The plot is strong and weird and fits Miriam like a black leather glove with the fingers cut off. It turns and twists and dives–I sat up all night reading this damn book on my cell phone, for Pete’s sake. It’s well put together, nuanced, and in the end, satisfying–with no easy outs.

Now, what interested me about The Cormorant was that everything I’ve just written is completely true and yet, it’s only about half of what’s really going on. The writing is a scary, wild, obscene crash of sound and yet there are elements and overtones of Shakespeare and  Rimbaud and Dante hidden deep inside. Miriam Black is a solid taut block of arrogance, anger, and screaming rage–except that when you look back at what she’s actually done, you see a very different person. Someone who wants others to be happy, hates the death that washes around her, and never, ever stops fighting. (The descriptions of the muscular, desperate, physicality of her battles are worth the entire book alone). She isn’t a fake bad person nor a fake good person–she’s really both..

It’s the same with a great deal of the world she inhabits and, I suspect, with Wendig himself. Yes, it’s angry and obscene and burned and broken but it’s not flimsy or disappointing. There are good people hiding all around–they look like people you’d cross the street to avoid–but you’d have made a mistake. With Wendig, I suspect that he puts out an image of uncaring obscenity and brash idol-smashing but it’s like good modern artists. They need to learn how to paint a Vermeer or a Winslow Homer before they can throw it away and dribble paint like Jasper Johns.

OK, enough. Read his books. Read this book. It’s like going over a waterfall, you’ll be blinded in the foam, smashed against rocks, twisted and bent and changed and come out smiling and saying, “Hell, let’s do that again!”

On a personal note, The Cormorant starts in Philadelphia and travels through Florida to the Keys. In the 70s I did the same thing and one of the wonderful surprises of the book is that both places are the older, cooler, worn down places I remember from back then and not the soulless Disney-fied strip of condos and marinas that it’s become today. OK, perhaps it’s not real but it really is better.

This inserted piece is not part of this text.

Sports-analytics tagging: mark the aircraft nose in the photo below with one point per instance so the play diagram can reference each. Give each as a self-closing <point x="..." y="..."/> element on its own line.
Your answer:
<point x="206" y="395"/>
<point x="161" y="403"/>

I used to hitchhike down for Spring Break and pay $5 to camp on the grass at Fiesta Key and damn near wept when I showed up and it was a KOA–all nice and clean and wouldn’t THINK of having a scuzzy tent anywhere on the premises.  In the Keys, though, you can see how it was expensive and formal back in the 30s and 40s, and then sank into disreputable scruffiness in the 60s and 70s. The great thing is to realize that–in time–it will get scruffy and broken-down and become the hideout for people with no money who still want to sit by the ocean.  And another generation of hitch-hikers and novelists will discover it and love it.

(Disclosure: Geez, I hate being ethical. Wendig writes for Angry Robot–a lot–and I’m going to have my FIRST thriller published by Exhibit A, the red-headed stepchild of Angry Robot in May 2014.  On the other hand, I’ve never met him and I don’t owe him any money.  I think it all cancels out.)